Testing Tools

The OWASP MASTG includes many tools to assist you in executing test cases, allowing you to perform static analysis, dynamic analysis, dynamic instrumentation, etc. These tools are meant to help you conduct your own assessments, rather than provide a conclusive result on an application's security status. It's essential to carefully review the tools' output, as it can contain both false positives and false negatives.

The goal of the MASTG is to be as accessible as possible. For this reason, we prioritize including tools that meet the following criteria:

• Open-source

• Free to use

• Capable of analyzing recent Android/iOS applications

• Regularly updated

• Strong community support

In instances where no suitable open-source alternative exists, we may include closed-source tools. However, any closed-source tools included must be free to use, as we aim to avoid featuring paid tools whenever possible. This also extends to freeware or community editions of commercial tools.
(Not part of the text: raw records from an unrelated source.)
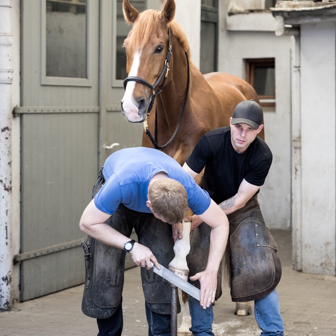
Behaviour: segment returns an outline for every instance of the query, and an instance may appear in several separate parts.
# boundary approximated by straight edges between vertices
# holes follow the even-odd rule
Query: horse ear
[[[165,23],[170,22],[174,19],[176,7],[174,0],[167,0],[166,1],[163,10],[160,15]]]
[[[123,12],[125,20],[129,24],[134,23],[140,14],[139,11],[130,3],[129,0],[123,1]]]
Our goal is to be vendor-neutral and to serve as a trusted learning resource, so the specific category of "automated mobile application security scanners" presents a unique challenge. For this reason, we have historically avoided including such tools due to the competitive disadvantages they can create among vendors. In contrast, we prioritize tools like MobSF that provide full access to their code and a comprehensive set of tests, making them excellent for educational purposes. Tools that lack this level of transparency, even if they offer a free version, generally do not meet the inclusion criteria of the OWASP MAS project.

Disclaimer: Each tool included in the MASTG examples was verified to be functional at the time it was added. However, the tools may not work properly depending on the OS version of both your host computer and your test device. The functionality of the tools can also be affected by whether you're using a rooted or jailbroken device, the specific version of the rooting or jailbreaking method, and/or the tool version itself. The OWASP MASTG does not assume any responsibility for the operational status of these tools. If you encounter a broken tool or example, we recommend searching online for a solution or contacting the tool's provider directly. If the tool has a GitHub page, you may also open an issue there.